So I had a bit of a mishap yesterday. My right hand is currently all bandaged up from a dish-washing accident, and I only have one other thing to say directly about the “how” of it: NEVER clean the inside of a glass with just a sponge. I certainly will never do that again. Just spend the few bucks and go get one of those wand things.
But the rest of this particular blog entry isn’t about that. More specifically, it’s about NOT that.
Yesterday morning, I had come full circle with a batch of songs I was working on. They are all tied up in a bow and ready for the next phase, and I couldn’t be more excited about them. Of course, I immediately started to panic in my mind. I need more songs! So I sat down with a pen and paper, and started making a shopping list of sorts. I need to cover some pretty specific ground with the next batch, and so I started outlining what I needed to sing about, along with some very vague ideas about tempos, moods, how to fit them into what already exists. Then I promptly put the notebook down, walked away, and forgot all about it. I never really write like that, so I thought it was just a way of distracting myself while making myself feel like I was doing something constructive.

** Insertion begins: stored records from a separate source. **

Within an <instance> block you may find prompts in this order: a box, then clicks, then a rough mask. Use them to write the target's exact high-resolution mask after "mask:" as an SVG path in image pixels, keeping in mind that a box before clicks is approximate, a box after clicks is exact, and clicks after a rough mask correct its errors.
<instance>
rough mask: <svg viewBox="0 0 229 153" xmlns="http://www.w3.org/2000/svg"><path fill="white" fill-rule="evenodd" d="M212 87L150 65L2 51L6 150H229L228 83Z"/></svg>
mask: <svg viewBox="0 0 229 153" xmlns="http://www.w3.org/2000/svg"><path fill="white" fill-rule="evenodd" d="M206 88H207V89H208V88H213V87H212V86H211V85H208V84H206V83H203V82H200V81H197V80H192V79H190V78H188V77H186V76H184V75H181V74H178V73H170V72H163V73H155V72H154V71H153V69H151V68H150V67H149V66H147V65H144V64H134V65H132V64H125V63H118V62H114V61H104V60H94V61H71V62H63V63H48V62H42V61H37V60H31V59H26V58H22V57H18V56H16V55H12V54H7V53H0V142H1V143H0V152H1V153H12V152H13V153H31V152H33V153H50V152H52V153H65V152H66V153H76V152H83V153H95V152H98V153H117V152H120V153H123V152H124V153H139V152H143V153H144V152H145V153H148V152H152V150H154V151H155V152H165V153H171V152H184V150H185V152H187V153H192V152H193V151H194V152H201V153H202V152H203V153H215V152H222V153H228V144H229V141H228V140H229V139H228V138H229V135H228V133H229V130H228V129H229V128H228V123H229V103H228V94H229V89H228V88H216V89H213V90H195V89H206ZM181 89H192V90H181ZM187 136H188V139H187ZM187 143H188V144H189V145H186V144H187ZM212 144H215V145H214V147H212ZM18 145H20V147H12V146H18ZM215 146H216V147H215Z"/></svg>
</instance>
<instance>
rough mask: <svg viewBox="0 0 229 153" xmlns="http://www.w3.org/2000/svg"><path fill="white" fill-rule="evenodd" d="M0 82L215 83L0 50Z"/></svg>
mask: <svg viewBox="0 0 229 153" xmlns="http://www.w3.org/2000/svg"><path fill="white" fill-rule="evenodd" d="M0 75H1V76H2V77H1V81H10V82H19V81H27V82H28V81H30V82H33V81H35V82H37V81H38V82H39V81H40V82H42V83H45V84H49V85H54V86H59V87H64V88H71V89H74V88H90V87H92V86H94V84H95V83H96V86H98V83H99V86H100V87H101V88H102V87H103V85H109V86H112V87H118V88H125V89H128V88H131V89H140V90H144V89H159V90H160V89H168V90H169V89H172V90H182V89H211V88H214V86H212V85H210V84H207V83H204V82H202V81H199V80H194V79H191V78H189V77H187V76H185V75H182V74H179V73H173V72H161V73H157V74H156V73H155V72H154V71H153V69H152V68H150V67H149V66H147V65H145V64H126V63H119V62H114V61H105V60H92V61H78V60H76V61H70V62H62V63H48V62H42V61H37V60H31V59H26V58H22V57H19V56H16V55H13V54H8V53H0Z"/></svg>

Not ten minutes later, I’m writing a new song out of thin air. Completely new idea, fits right in, but still just in my head. Now cut to later that day, when my hand is all bandaged up and all I can think is, gee, I was really enjoying playing guitar all the time and writing so much. Not to mention all of the other normal things that you take for granted until you can’t do them.
My right thumb suffered the worst damage, so it’s totally wrapped up in gauze and tape like a mummy. After the day was done last night, I sat down and picked up my guitar. I’d already found that I could kind of type and negotiate the mouse on my computer, but I just needed to see what I could do, if anything. I threw my left hand onto the fretboard someplace I’d never really been, and just started moving my mummy thumb up and down across the strings. It was one of the spookiest sounds I’ve ever heard, and it fit perfectly with the lyrics I got earlier in the day before my hand got sliced up.
I set a timer for ten minutes this morning, and put a rough idea together for the rest of the music—even got a great working title. Now all I have to do is figure out how to make a version of my thumb sarcophagus that I can actually use when I play this song. Even if I’m lumbering forward like Boris Karloff, it seems like nothing is going to stop this unstoppable force that is happening right now. Which is fantastic news to the completely movable me.